Fast forward three months and that impact seems to have come much faster than anticipated. This has been in the headlines over the weekend, after Huawei’s rather sovereign consumer boss Ricard Yu admitted that the impending Mate 40 flagship would likely be the last to sport a Kirin chip. Actually, there is little surprise here. Absent a US change, the Mate 40 would always be the last flagship to carry an existing custom chip. After this, Huawei’s next flagship typically doesn’t expire until next spring, 12 months after the new rules.
More worrisome for Huawei, however, Yu also seemed to suggest that there may not be enough chips to meet full demand for the Mate 40. Huawei’s suppliers rejected new orders after May 15, those production runs ending around September 15. If it is true that supplies have been depleted so quickly, it would be new and unexpected. “This is a very big loss for us,” Yu said at the China Information Technology Conference Summit 2020 on Aug. 7.
The three months since May have been strange, even more than Huawei’s usual rollercoaster as it fends off Washington’s might, rowing to avoid being sucked into the maelstrom of US-China politics. In the second quarter, which ended on June 30, Huawei finally achieved its long-set goal of surpassing Samsung to lead the world’s smartphone makers.
As celebrated as it has been, it is likely to be short-lived. What will happen after the Mate 40 remains to be seen. The latest twist is America’s Qualcomm lobbying the US government for permission to supply Huawei. With its own chips on hold for now, Huawei needs to turn to outsiders. Qualcomm’s argument is that this business should go to America Inc., rather than anywhere else.

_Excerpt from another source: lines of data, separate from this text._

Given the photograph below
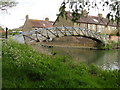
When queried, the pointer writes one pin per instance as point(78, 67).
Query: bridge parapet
point(42, 34)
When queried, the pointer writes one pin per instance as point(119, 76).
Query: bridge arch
point(42, 34)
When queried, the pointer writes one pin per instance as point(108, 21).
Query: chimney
point(100, 15)
point(27, 17)
point(46, 19)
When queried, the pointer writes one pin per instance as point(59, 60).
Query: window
point(93, 27)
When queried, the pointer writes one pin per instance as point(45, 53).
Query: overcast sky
point(36, 9)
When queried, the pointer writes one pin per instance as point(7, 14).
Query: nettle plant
point(77, 8)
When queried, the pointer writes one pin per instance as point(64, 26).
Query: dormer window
point(95, 20)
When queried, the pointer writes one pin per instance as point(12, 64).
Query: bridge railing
point(48, 33)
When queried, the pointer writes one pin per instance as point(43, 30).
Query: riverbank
point(23, 67)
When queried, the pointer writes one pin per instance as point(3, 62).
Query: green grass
point(23, 67)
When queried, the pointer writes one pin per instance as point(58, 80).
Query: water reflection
point(108, 59)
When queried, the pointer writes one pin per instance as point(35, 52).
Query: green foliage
point(4, 4)
point(23, 67)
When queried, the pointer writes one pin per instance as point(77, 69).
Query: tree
point(5, 4)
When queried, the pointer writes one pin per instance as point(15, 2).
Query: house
point(95, 23)
point(31, 24)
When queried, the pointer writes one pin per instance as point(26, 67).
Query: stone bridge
point(48, 34)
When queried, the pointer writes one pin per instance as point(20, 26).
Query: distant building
point(95, 23)
point(31, 24)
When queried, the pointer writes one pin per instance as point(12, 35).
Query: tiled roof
point(40, 23)
point(92, 20)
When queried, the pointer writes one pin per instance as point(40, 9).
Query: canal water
point(107, 59)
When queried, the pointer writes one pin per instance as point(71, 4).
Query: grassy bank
point(23, 67)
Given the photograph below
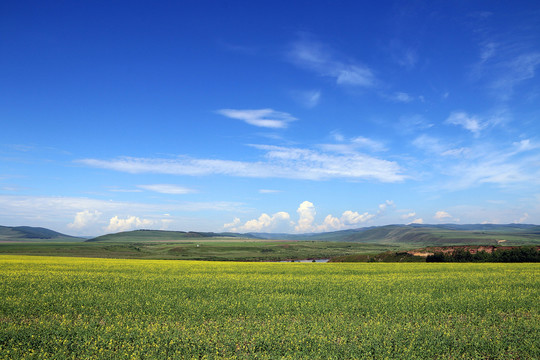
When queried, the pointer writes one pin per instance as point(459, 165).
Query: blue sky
point(268, 115)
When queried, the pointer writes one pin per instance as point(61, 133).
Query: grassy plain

This is all timely for another reason, of course. In this well-written drama we’re all watching, just as Yu was admitting the drastic impact of Trump’s new entity list restrictions, the world was digesting the likely impact similar sanctions will have on TikTok and WeChat. A wide range of interesting parallels here, including the latest twist that a move by HiSilicon and TSMC to an American provider (Qualcomm), if it happened, would signal a similar move to force a sale of China’s ByteDance to America’s Microsoft or Twitter or whoever.
US sanctions against Huawei are already in their second year. But the next three to six months will probably be the most revealing in terms of the impact they will have. So far, Huawei has maintained its share of the smartphone market by replacing international sales softened by the loss of Google, with blistering growth in China. Another flagship without Google will further soften exports, while there is a clear risk that a chip shortfall could allow domestic rivals to reverse their decline at the hands of Huawei in recent months.
Meanwhile, the small matter of Huawei’s 5G business is also hit hard by the new sanctions – the UK used this as a reason to reverse the decision to allow Huawei into its new networks, claiming that new security vulnerabilities could be introduced. Huawei knew that this year would be difficult, and that was before these new restrictions and the context of the coronavirus affected markets around the world. A hard few months loom large now, before the year is out.